Es wird noch einige Zeit dauern, bis Lyft profitabel arbeitet.

Rote Zahlen: Lyft macht Verlust von mehr als 600 Mio. $

Nachdem schon über die Verluste von Uber berichtet wurde, die im abgelaufenen Jahr auf mehr als 3 Milliarden US$ gestiegen sein sollen, sind jetzt auch Zahlen von Konkurrent Lyft an die Öffentlichkeit gelangt. Ein Insider, der namentlich nicht genannt werden möchte, hat die Zahlen an die Presse weitergegeben.

Umsatz wächst schneller als Verlust

Der zweitgrößte Anbieter von Ride-Hailing Diensten in den USA hat trotz starkem Umsatzwachstum einen Verlust von mehr als 600 Mio. US$ angehäuft. Der Umsatz soll im gleichen Zeitraum um 250% auf etwa 700 Mio. US$ angestiegen sein. Im Vergleich zum Vorjahr ist der Verlust um 46% gestiegen. Der Verlust pro Fahrt ist auf 3.75 US$ gesunken, im Vorjahr lag dieser Wert noch bei 7.77 US$ pro Fahrt. Während des Jahres hat das Ridesharing Unternehmen den Investoren mitgeteilt, dass der Verlust pro Monat nicht über 50 Mio. US$ liegen wird – an dieses Versprechen hat sich Lyft anscheinend gehalten. Innerhalb der kommenden zwei Jahre will das Unternehmen profitabel werden.

Langfristig mit profitablem Geschäftsmodell?

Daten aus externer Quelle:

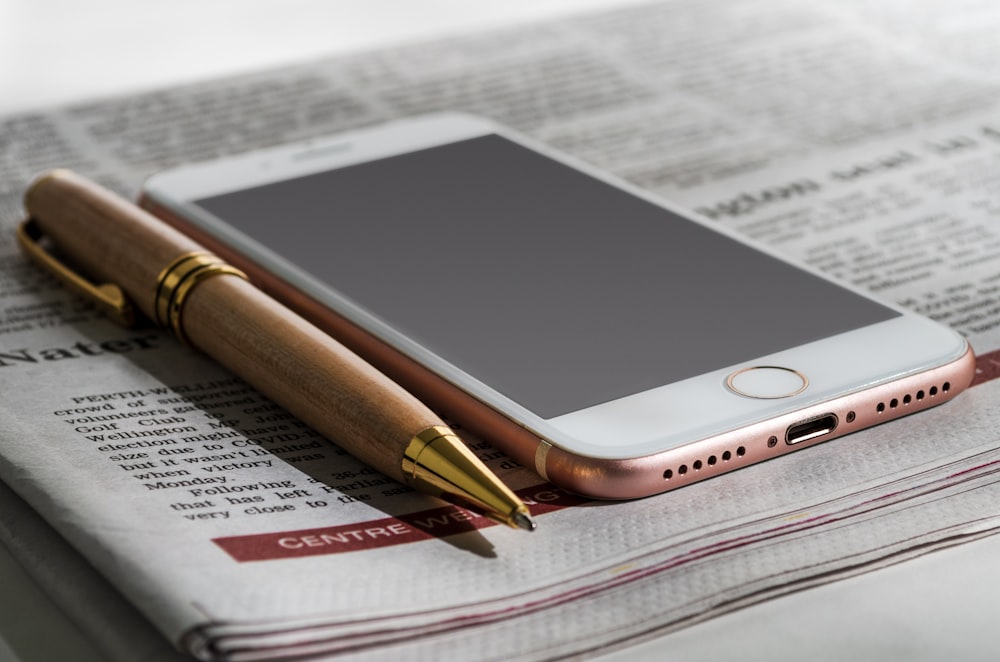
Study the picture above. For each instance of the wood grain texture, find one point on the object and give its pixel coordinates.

Bei den hohen Verlusten von Uber und Lyft kommt die Frage auf, ob beide Unternehmen unter den jetzigen Marktbedingungen die Profitabilität erreichen können, ohne zu fusionieren. Beide Unternehmen bezuschussen Fahrer und locken Kunden mit Gutschriften, um ein Wachstum in den USA verzeichnen zu können. Dieser Wachstumskurs ist extrem kapitalintensiv und wird nur aufhören, wenn ein Unternehmen vom Markt verschwindet. Nach einer Fusion können die Fahrpreise angehoben und die Subventionen reduziert werden.

Auch wenn es sich dabei um eine andere Branche handelt, aber ein ähnlicher Trend konnte auf dem deutschen Fernbusmarkt beobachte werden. Zuerst haben sich mehrere Anbieter mit geringen Preisen unterboten, bis die schwächsten Anbieter aufgeben haben. Mittlerweile ist nur noch Flixbus übrig geblieben und die Fahrpreise wurden angehoben.

Lyft wächst schneller in den USA

Konkurrent Uber hat im ersten Quartal 2016 ein positives Ergebnis in den USA erzielt, in den weiteren Quartalen dann aber mehr als 100 Mio. US$ pro Quartal in den USA verloren. Nachdem Uber im ersten Quartal gesehen hat, dass Lyft schneller wächst und weitere Marktanteile gewinnt, wurde auf Angriffsmodus umgeschaltet. Es wurden höhere Summen in Marketing und Subventionen auf Fahrerseite investiert, um wieder schneller auf dem amerikanischen Markt zu wachsen.